Sta di fatto poi, che ai vertici delle forze armate egiziane c’è stata una recente evoluzione: il generale Tantawi, che Mubarak – all’inizio delle dimostrazioni alla fine del 2011 - aveva nominato ministro della difesa e poi capo del governo e che dopo la deposizione dell’autocrate era rimasto al vertice delle forze armate, è stato sostituito da Morsi lo scorso anno con il nuovo comandante al Sissi, attuale capo dell’esercito, uomo di fede religiosa ma non legato alla Fratellanza e considerato molto filoamericano…

 

Certo, nessuno ha in mano la sfera di cristallo, ma allo stato delle cose sembra che possa essere coltivata quanto meno la speranza che il paese non precipiti in una guerra civile e che la primavera non sia tramontata.

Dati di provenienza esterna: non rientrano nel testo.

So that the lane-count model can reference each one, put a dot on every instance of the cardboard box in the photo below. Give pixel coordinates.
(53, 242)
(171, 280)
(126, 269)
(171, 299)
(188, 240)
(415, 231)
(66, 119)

La storia insegna (se qualche cosa la insegna) che le rivoluzioni in mano ai rivoluzionari o finiscono soffocate nel sangue o generano dittature, vedi Robespierre, vedi Lenin e Stalin, vedi le vicende sudamericane e vedi proprio quelle egiziane, nordafricane o mediorientali dei nostri giorni, mentre la democrazia fa fatica a compiere i primi passi e poi non finisce mai di progredire (e di perdere colpi).

 

P.S. Sul ruolo dell’Europa, e dei paesi europei nella loro diaspora, non si osserva nemmeno il silenzio, perché si può stare zitti su qualcosa che c’è, non su qualcosa che non c’è.